The series has a sharp eye for the comic and dramatic potential of its gender-switching premise, exploiting them without becoming exploitative. Good-natured fan-service highlights Hazumu's attempts to fulfill her new role as a woman, which in turn provide humorous counterpoint to the effects the switch has on her relationships. True, her father's reaction to being suddenly blessed with an adolescent daughter is a tad creepy, and the antics of the aliens and Hazumu's overprotective homeroom teacher can be a little strident and disruptive, but on a whole the humor is more an advantage than a detriment.
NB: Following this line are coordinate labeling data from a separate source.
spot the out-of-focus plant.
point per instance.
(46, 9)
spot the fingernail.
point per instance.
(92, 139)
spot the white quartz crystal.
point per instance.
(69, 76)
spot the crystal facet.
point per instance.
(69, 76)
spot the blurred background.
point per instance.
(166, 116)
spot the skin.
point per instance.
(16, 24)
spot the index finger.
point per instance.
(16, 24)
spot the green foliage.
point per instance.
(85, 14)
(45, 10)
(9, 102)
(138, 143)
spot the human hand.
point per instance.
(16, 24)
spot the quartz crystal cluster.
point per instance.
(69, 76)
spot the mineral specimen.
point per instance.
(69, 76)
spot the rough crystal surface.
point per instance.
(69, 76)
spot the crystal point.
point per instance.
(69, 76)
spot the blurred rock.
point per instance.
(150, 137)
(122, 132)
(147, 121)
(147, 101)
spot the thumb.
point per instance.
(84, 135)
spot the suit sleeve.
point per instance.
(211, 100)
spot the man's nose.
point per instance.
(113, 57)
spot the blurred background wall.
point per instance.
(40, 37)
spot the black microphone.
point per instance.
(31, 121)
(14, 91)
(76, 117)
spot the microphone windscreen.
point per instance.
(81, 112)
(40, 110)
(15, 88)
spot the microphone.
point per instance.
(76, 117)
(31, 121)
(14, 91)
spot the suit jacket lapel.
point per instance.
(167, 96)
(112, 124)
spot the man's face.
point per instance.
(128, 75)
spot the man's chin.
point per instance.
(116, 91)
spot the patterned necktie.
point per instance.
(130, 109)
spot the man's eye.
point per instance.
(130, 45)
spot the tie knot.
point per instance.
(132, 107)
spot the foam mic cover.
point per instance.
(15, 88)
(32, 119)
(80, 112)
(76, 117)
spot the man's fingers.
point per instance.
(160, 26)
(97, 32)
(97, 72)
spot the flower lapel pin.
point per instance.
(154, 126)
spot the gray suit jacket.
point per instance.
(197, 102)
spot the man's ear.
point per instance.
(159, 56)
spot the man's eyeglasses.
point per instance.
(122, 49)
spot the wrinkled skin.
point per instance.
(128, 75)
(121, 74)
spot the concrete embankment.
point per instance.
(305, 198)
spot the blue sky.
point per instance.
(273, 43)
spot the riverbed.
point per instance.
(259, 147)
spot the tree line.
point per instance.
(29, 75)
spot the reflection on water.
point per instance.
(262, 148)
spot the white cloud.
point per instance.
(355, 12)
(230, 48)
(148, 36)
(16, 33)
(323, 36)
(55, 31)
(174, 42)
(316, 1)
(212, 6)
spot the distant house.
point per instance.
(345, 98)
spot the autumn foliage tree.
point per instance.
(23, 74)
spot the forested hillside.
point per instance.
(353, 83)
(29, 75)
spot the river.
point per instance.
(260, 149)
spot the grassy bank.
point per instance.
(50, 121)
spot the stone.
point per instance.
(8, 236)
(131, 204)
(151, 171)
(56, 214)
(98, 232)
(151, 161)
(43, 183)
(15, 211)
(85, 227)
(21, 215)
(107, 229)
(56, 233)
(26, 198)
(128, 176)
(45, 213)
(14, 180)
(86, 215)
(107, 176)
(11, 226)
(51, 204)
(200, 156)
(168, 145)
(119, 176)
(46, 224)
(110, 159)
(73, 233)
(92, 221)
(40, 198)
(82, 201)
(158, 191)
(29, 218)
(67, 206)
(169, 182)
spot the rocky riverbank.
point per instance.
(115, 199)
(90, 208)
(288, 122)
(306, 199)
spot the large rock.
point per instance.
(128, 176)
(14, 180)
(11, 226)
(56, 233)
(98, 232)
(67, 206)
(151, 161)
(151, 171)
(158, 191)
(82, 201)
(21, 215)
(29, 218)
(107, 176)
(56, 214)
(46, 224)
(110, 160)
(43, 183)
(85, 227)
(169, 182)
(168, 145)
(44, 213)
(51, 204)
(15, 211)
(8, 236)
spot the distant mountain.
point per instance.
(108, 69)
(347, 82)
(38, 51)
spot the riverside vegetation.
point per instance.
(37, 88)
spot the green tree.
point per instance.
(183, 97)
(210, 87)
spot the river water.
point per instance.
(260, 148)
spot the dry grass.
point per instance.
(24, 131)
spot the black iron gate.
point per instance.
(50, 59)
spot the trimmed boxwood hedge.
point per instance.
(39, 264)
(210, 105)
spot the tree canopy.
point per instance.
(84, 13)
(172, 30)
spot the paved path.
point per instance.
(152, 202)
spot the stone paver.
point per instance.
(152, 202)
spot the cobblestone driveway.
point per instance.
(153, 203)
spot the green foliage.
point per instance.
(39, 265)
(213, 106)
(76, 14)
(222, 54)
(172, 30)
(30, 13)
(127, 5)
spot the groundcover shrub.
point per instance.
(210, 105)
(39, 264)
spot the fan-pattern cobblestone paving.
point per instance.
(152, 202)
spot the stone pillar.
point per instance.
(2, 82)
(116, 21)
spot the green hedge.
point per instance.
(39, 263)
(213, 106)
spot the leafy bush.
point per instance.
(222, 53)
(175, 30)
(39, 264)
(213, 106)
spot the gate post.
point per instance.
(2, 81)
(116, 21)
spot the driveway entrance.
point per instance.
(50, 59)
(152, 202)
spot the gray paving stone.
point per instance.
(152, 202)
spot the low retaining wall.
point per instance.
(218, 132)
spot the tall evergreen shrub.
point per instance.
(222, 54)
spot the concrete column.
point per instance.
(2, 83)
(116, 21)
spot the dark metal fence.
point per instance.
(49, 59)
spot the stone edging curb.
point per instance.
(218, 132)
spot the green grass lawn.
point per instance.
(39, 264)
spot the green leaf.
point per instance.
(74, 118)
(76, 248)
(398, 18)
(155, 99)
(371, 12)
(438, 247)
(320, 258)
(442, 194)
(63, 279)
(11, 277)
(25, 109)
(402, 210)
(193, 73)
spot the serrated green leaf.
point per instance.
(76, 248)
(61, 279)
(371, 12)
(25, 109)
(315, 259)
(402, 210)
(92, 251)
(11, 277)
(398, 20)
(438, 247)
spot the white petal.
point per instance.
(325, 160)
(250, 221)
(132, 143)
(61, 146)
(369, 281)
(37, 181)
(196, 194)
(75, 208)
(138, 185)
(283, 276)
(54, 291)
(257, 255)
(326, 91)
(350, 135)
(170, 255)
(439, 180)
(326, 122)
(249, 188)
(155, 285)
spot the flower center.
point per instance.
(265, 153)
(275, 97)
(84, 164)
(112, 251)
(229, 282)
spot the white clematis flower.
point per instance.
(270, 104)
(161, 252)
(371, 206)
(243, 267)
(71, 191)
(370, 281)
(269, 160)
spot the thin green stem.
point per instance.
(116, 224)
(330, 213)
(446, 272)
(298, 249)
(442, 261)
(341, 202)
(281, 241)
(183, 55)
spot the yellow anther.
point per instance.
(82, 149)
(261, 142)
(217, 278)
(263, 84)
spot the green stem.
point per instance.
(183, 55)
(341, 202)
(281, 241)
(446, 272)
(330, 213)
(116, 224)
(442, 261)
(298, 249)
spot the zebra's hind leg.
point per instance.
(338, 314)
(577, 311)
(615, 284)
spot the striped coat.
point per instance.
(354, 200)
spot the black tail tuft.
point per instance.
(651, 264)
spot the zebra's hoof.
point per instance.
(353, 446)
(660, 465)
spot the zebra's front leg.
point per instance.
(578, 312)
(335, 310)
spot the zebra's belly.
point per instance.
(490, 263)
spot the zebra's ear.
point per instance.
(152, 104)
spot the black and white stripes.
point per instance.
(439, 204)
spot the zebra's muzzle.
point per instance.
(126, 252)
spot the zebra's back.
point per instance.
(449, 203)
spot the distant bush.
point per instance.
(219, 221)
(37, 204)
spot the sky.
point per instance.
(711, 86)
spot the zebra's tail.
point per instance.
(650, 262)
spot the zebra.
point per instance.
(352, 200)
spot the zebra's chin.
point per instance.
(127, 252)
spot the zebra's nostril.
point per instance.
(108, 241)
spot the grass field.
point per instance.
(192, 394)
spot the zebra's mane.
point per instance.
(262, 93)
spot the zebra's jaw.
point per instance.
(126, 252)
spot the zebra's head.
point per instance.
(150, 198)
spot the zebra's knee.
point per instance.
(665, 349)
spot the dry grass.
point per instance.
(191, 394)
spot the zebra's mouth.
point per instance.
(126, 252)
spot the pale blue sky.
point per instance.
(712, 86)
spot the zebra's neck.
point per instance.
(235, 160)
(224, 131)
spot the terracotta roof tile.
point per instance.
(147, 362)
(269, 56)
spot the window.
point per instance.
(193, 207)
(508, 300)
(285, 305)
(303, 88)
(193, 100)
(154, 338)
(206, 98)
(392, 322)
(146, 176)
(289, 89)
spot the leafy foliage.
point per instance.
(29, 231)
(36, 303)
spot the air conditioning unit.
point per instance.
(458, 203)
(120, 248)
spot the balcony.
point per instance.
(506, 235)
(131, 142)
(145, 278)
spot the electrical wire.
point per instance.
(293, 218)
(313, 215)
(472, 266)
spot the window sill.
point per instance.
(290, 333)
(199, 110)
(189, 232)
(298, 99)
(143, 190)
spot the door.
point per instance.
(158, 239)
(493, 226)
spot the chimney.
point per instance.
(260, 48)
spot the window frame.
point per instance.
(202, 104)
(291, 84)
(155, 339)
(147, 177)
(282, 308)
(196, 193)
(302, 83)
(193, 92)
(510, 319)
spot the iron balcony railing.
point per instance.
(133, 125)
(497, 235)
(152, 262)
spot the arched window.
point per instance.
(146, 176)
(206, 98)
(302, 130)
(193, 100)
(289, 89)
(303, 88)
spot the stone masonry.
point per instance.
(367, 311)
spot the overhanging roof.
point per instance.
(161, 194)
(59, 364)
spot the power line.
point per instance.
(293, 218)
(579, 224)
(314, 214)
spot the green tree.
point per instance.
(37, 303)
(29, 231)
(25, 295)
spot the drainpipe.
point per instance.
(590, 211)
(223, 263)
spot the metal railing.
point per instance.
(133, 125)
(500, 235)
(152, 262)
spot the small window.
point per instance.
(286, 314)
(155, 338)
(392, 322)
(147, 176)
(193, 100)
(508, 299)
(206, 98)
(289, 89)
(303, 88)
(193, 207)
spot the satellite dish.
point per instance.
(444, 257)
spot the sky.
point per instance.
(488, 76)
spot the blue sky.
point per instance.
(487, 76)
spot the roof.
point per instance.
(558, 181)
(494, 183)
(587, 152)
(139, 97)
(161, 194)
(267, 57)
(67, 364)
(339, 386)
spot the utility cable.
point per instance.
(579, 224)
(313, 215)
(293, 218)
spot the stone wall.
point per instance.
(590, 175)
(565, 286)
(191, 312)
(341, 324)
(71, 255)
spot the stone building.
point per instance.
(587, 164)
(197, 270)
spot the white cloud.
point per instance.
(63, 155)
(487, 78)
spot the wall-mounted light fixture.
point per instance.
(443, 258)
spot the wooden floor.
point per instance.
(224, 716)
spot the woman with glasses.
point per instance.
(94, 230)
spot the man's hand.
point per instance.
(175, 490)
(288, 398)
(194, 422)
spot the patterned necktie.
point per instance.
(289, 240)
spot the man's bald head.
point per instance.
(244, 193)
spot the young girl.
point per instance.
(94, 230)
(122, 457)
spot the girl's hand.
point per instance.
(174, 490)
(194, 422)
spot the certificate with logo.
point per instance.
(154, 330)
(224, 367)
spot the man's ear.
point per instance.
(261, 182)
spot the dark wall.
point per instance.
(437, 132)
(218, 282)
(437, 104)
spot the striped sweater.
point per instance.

The fantastic touches hardly distract from the series' foundation in its unusual little love triangle, though it is somewhat disheartening that it needs to rely on alien technologies and unrealistic mental disorders in order to present an honest account of same-sex love.
The animation isn't intended to be impressive—though the alien spaceship is suitably so, but instead focuses on important little details such as wind-blown hair and clothing, Hazumu's increasingly feminine behavior, and characters' changing expressions. Backgrounds are softly evocative without drawing attention to themselves, and character designs tend strongly towards the cute side of the spectrum, while effortlessly crossing the line to sexy when appropriate.
Like an increasing number of Media Blasters titles, this series has no dub. However, given the wildly variable quality of their dubs, perhaps it isn't much of a loss, and the reduced price certainly softens the blow.
Two short ten-minute talks between lead actress Kana Ueda and Yui Horie and Yukari Tamura respectively are the extras of note on this disc. A small collection of Japanese TV ads and textless openings for both the irregular first episode opening and the series' regular opening—which is, like the ending theme, an appropriately melancholy pop song—round out this disc's extras. To the spoiler sensitive: the TV ads cover episodes not on this disc, and none of the actresses are shy about mentioning events from later in the series.
With this title and the licensing of Simoun, Media Blasters seems poised to provide a shoujo-ai counterpart to their growing catalogue of shounen-ai titles. If so, they're off to a strong start. Kasimasi is a low-key charmer suffused with a refreshingly understated sentimentality that, along with this volume's unexpectedly self-contained narrative symmetry, makes this one of the most satisfying discs of anime to come out in some time.
Overall (sub) : A-
Story : B
Animation : B+
Art : B+
Music : A-
+ Gentle romantic comedy that doesn't skimp on emotion.